Michael Hurley - Ida Con Snock (listen) Michael Hurley is one of those grizzled coot burnout types from a famous band you've never heard anything by (Holy Modal Rounders, in his case) that I tend to enjoy, but I've never really latched onto it until this record. I suspect it might be the guys from Vetiver and the Devendra Banhart commune doing the subtle backup music, but really it was the mouth trumpet and sweetness in his version of "Valley of Tears" that got me. Close readers may recall that swamp pop titan Warren Storm's version got to me a while back.


But this is almost Robert Wyatt or Vic Chesnutt beautiful, which is a special kind of beautiful that you requires your wicked heart to pass though a clean room to get. I'll show you what I mean in a minute, but this popped up.

Ralph Shapey - Songs of Life (listen) I'd never heard of this composer until Alex Ross piece in this weekend's New Yorker, and I don't know upon listening if I've really heard it still. Playful, evocative, plink-plonk music that uses Ives as a trampoline to reach the lowest of the stars before bounding back. It reminds me of Lukas Foss, a composer that not enough people talk about; not impenetrable music, but you are going to have to chase it around the tree a couple of times before catching it.


Various Artists - From Behind the Unreasoning Mask (listen) Or Earl Kim. No one ever talks about Earl Kim and his "Earthlight" is just one of the best things ever. This ancient Smithsonian Folkways recording of immediately forgotten American composers was one of my standby records when I was 18, 19. I wore out a cassette copy of it walking around the fog of my freshman year and had to bring my stereo home with me one laundry weekend so I could check the record back out from the Houma library and retape it. But man, "Earthlight" is so slight it hardly exists, like the fluffiest desert or the fleeting breeze of youth.
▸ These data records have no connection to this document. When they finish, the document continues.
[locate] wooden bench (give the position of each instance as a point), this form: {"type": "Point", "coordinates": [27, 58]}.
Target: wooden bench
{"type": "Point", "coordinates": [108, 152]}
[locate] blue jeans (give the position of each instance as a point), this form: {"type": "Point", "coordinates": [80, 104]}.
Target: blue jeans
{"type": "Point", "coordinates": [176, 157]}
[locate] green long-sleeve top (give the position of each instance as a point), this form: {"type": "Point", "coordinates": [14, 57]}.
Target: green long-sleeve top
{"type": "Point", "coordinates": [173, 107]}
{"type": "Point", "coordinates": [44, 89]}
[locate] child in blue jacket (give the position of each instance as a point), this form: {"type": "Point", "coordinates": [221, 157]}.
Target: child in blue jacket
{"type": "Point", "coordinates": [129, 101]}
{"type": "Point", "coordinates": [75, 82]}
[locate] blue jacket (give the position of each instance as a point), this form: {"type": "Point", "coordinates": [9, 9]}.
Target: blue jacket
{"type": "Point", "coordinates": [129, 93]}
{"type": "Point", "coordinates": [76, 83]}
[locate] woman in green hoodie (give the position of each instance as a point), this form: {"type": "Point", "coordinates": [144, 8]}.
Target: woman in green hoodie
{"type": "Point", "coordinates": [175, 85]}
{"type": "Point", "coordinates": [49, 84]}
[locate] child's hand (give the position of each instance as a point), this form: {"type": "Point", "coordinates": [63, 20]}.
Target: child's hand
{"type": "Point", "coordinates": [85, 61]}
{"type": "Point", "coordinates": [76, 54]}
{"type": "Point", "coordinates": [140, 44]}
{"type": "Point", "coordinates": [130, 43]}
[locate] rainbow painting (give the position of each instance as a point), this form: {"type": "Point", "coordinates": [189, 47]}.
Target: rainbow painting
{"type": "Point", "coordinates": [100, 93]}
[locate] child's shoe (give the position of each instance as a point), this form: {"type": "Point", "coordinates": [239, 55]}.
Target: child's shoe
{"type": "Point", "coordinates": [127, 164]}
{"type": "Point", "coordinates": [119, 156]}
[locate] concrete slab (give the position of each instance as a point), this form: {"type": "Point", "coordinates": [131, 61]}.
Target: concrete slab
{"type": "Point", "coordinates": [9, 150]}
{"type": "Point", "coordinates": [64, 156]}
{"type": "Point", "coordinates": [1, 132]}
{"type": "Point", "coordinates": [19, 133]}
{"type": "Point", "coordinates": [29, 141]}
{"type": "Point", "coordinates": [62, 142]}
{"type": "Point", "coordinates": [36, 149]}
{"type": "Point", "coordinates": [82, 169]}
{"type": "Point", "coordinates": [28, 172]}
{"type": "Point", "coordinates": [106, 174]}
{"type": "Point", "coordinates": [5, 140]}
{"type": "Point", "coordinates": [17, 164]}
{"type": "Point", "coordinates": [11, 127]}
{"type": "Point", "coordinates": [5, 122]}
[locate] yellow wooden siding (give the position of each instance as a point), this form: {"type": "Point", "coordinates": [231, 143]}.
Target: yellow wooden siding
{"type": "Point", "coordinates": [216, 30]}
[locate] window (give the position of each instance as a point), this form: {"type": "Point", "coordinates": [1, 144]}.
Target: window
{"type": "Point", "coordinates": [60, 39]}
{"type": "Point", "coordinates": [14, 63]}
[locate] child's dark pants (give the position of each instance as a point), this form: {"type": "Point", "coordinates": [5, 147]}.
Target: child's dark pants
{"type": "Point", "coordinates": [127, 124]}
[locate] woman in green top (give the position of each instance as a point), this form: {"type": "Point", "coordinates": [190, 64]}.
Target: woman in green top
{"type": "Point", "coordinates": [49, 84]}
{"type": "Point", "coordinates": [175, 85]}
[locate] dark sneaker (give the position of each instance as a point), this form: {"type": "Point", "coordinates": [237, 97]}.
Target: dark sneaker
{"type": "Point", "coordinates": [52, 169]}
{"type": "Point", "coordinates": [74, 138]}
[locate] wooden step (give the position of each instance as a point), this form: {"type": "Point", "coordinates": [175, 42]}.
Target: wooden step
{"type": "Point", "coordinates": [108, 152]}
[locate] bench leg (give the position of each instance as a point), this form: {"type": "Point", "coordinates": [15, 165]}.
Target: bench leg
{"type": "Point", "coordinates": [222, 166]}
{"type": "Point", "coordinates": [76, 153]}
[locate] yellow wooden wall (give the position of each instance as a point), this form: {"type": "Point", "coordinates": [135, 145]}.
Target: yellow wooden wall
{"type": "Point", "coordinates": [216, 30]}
Harry Partch - "Dreamer that Remains: A Study in Loving" or Jesus Christ, this! This is one of my favorite pieces of music ever. EVER. Why haven't I looked for this on here before? I assumed it was lost to me. My back-burner-ed book of personal music essays that garnered a favorable reception at the reading a couple weeks ago should really bear this as a title, because this piece is the book's fulcrum; the snapped rope of the catapult. World's wilder than the song Beck did in tribute to the hobo/madman/genius composer a week or so ago in his website.